Она потянулась к его брюкам, по-хозяйски водрузила руку на гульфик.
— Погоди… — пролепетал Тим. — При нем? Она убрала руку, удивлённо посмотрела на недвижимого Брэда.
— Какая разница? Лежит статуя, совсем без …уя, рука поднята, в руке лопата. — Она осторожно вынула вилку из бесчувственной длани, с аппетитом сжевала трофейную рыбку. — Лично мне его присутствие только добавит куражу.
— Зато мне убавит. — Тим поднялся. — Помоги-ка мне оттащить его… Нет, лучше я сам. А ты приготовь, пожалуйста, пару бутербродов, рюмочку налей, положи побольше всякой зелени… Нанесём визит, только ты не удивляйся…
Он без труда взвалил на плечи субтильного доктора психологии, вынес в коридор и локтем постучался в дверь Варвары Ардальоновны.
— Андрюшенька, ты?
Она оторвалась от пасьянса, поправила очки, без удивления посмотрела на застывшую на пороге двухфигурную композицию. Даже трехфигурную — из-за плеча Тима с любопытством выглядывала Лена.
— Мам, у нас тут гости, можно, он пока у вас полежит, на батиной кровати… — монотонной скороговоркой пробубнил Тим, внося в комнату мистера Собаччи. — А мы вам гостинчиков, травки всякой…

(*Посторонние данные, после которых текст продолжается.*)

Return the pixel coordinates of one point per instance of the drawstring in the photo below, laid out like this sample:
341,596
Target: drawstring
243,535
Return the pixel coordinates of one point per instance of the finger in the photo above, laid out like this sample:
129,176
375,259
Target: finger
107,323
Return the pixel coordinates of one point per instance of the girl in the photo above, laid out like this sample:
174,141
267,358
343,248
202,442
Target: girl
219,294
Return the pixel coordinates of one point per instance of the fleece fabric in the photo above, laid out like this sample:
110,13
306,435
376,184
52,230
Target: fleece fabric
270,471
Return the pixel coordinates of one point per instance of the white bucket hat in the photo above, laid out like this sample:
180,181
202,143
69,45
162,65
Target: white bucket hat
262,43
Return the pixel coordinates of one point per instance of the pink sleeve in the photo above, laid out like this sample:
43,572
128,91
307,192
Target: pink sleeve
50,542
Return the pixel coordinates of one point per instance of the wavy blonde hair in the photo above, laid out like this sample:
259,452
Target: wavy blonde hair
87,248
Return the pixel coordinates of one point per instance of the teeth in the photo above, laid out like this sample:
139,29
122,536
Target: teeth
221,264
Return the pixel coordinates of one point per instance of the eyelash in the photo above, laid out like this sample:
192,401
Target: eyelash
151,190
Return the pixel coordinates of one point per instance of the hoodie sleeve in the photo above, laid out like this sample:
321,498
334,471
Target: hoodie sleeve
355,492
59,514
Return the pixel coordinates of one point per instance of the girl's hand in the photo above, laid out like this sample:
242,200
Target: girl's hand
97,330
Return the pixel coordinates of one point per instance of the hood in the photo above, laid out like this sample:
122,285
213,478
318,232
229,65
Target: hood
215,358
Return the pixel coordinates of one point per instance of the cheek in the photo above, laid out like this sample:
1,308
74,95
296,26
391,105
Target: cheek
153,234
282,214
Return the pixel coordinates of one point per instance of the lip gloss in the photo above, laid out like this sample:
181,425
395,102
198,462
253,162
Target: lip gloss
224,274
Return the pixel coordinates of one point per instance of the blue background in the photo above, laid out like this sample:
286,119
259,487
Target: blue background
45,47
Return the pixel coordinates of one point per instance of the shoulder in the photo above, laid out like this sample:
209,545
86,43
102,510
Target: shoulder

Варвара Ардальоновна рассеянно кивнула и вновь углубилась в пасьянс. Тим уложил американца на кровать, устроил поудобнее, жестом показал Лене, чтобы поставила тарелку с угощением на столик, по правую руку от Варвары Ардальоновны. Та не обратила на Лену никакого внимания, повела носом над огурцами, спаржей и зимней клубникой, отвернулась в угол и негромко кликнула:
— Арнульфушка!
Тим тронул Лену за рукав.
— Пойдём.
Та пожала плечами, молча вышла.
— Но это же не твоя мать! — сказала она в коридоре. — Кто это? И почему Андрюшенька? И что ещё за Арнульфушка?
— Соседка это, — неохотно отозвался Тим. — Не обращай внимания, она со странностями…
Им никогда ещё так не любилось, как в эту ночь. Лена была неистова и разнузданна, как вакханка. Билась горлицей, раненой стрелой амура, влюблённой бабочкой сгорала в пожаре страсти, бешено стонала, шептала что-то нежное, задыхаясь от наслаждения, изливала на любимого потоки отборнейшей хриплой брани. Кончала мощно и многократно…
Тим лежал на влажной, скомканной простыне, опустошённый, выжатый до капли, дышал медленно, сознательно замедляя бешеный пульс. Когда сбил до приемлемой скорости, дотянулся до Лениных губ, бережно забрал сигарету — «Мальборо», блин, из того же валютного рога изобилия! — жадно затянулся.